Intervention de Agnès Thill

Séance en hémicycle du jeudi 26 novembre 2020 à 15h00
Accès au vaccin contre le covid-19 — Discussion générale

Photo issue du site de l'Assemblée nationale ou de WikipediaAgnès Thill :

Cette proposition de résolution s'inscrit parfaitement dans l'actualité, à l'heure où de nombreux laboratoires nous montrent une lumière grandissante au fond du tunnel, à mesure que de nouveaux vaccins nous sont présentés. La crise sanitaire, en plus d'affecter l'intégrité de nos concitoyens, entraîne une crise économique et sociale d'une ampleur inédite. Corollaire de cet enchaînement de malheurs, le moral de nos concitoyens devient très inquiétant et fait craindre le développement de maladies mentales. La perspective d'un vaccin est donc un vecteur d'espérance, et tout doit être mis en oeuvre pour en assurer l'accès à chacun de nos concitoyens.

Toutefois, nous devons nous interroger sur les nombreuses réserves qui se font jour vis-à-vis de ce vaccin. Selon un sondage IPSOS réalisé auprès de 18 000 personnes dans quinze pays différents, les Français seraient les plus réticents. Il semble que cette méfiance dépende de la temporalité de l'accès au vaccin : autrement dit, plus le vaccin serait découvert rapidement, moins nos concitoyens auraient confiance.

À certains égards, ce constat rejoint le travail de l'Institut Pasteur, qui ne s'est pas précipité pour présenter un vaccin, privilégiant sans doute l'efficacité et le sérieux de ses produits. En d'autres termes, mes chers collègues, l'accès au vaccin et les questions logistiques ne représentent que la moitié du travail : il convient de mener un autre travail tout aussi important, celui de la confiance.

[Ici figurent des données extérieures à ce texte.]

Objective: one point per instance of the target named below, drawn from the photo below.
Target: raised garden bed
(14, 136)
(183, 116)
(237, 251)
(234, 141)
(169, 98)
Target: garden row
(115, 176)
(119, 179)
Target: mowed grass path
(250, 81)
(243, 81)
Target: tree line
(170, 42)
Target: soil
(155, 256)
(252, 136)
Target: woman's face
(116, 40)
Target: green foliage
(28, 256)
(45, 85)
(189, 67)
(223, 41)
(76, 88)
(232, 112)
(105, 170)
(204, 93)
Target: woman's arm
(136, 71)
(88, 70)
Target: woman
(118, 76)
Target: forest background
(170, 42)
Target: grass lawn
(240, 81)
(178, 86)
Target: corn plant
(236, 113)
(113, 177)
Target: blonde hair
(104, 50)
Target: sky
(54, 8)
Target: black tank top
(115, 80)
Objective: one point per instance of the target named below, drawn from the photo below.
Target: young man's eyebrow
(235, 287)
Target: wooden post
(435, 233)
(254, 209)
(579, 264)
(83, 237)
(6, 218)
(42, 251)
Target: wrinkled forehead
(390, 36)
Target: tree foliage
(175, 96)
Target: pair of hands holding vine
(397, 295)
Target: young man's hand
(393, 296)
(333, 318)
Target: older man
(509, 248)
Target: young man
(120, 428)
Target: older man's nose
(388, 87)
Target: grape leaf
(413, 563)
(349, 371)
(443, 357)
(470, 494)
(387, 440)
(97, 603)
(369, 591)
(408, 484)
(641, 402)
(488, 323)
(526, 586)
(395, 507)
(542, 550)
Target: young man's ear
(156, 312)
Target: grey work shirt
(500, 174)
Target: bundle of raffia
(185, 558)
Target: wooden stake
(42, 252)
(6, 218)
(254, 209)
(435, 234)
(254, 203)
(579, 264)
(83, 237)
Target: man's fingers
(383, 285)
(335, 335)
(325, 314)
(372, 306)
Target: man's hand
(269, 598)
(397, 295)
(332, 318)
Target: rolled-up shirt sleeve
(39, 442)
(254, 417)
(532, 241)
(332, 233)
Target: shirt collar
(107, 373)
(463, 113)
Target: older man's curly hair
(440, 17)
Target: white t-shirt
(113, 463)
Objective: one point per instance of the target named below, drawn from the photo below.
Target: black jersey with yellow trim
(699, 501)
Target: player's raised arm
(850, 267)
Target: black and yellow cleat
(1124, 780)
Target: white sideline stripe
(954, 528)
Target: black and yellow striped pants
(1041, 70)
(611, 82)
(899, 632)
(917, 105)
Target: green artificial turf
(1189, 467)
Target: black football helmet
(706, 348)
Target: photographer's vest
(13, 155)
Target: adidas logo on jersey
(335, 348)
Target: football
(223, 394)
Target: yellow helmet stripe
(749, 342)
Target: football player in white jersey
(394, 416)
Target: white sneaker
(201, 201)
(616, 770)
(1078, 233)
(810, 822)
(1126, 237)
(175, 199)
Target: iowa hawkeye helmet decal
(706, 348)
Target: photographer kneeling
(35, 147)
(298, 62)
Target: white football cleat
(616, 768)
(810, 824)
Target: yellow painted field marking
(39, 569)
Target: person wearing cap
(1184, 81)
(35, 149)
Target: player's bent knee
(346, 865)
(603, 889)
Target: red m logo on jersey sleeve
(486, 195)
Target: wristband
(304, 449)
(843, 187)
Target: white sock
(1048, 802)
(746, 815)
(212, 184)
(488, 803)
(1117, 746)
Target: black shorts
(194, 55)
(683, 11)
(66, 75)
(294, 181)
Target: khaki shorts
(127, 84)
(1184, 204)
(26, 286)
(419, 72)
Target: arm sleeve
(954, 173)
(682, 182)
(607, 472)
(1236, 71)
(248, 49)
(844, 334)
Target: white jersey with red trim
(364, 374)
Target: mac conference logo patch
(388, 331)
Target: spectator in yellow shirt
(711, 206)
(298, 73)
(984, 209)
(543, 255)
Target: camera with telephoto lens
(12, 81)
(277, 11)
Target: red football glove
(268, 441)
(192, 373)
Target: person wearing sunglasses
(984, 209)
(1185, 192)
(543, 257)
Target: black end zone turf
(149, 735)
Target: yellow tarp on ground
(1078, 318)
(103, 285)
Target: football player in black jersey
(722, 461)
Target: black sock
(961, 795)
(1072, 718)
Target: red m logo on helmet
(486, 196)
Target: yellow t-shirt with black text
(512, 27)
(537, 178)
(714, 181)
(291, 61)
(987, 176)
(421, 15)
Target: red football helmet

Pour ce qui est de la proposition de résolution de notre collègue Vincent Ledoux, sur la forme, d'abord, il apparaît incohérent de présenter un texte traitant à la fois de l'accès universel au vaccin contre la covid-19 et de la transparence des investissements publics en matière de recherche et de développement – d'autant plus que nous avons déjà débattu de la transparence dans le cadre de l'examen du projet de loi de financement de la sécurité sociale, pas plus tard que mardi dernier.

Sur le fond, il nous paraît profondément irréaliste de demander aux membres de l'OMS d'acheter le brevet d'un vaccin pour le délivrer à la terre entière. Concrètement, comment l'OMS sélectionnera-t-elle un brevet parmi l'ensemble des vaccins présentés, et comment le laboratoire pour lequel les pays occidentaux se seront mobilisés pour offrir le vaccin à l'humanité sera-t-il choisi ?

Vous fondez la distribution du vaccin sur la production de richesses, mais ce n'est pas un indicateur pertinent pour la circulation du virus. Le groupe UDI et indépendants défend une vision beaucoup plus pragmatique, visant à favoriser l'accès au vaccin des pays les plus touchés par le virus, car le but du vaccin et de sauver des vies, et non pas de servir une idéologie – et encore moins les intérêts financiers qui peuvent réellement exister. Aucun pays touché par le virus, quel que soit son niveau de richesse, ne doit se voir empêché d'accéder au vaccin. À cet égard, il serait bien plus pertinent, selon nous, de créer un programme européen visant à assurer l'accès de ce vaccin aux pays les plus pauvres touchés par le virus.

Par ailleurs, il est bien de vouloir manifester de la générosité envers les pays du monde entier, mais n'oublions pas nos propres compatriotes ! Nous faisons partie des pays les plus touchés et notre priorité sera donc de fournir le vaccin d'abord à nos aînés et aux plus vulnérables, en respectant toujours le seul principe du libre choix individuel.

Attention, donc, aux tentatives d'imposer, et en particulier d'obliger nos concitoyens à se faire vacciner ! La pédagogie à coups de bâton, la coercition, ne constituent jamais un signal positif pour une démocratie et semblent être des moyens bien maladroits pour renouer la confiance indispensable entre les citoyens et les autorités. Une confiance, inutile de le rappeler, bien ébranlée par les errements manifestes de la gestion de la crise que nous vivons.

Enfin, en ce qui concerne la transparence des fonds publics octroyés pour l'investissement en matière de recherche et de développement, nous n'y voyons pas de problème a priori car, après tout, il s'agit d'argent public.

Nous considérons que la proposition de résolution n'est pas un outil pour formuler des voeux utopiques. Pour toutes les raisons que j'ai évoquées, en particulier celles relative à la cohérence, nous ne pourrons voter en faveur de ce texte.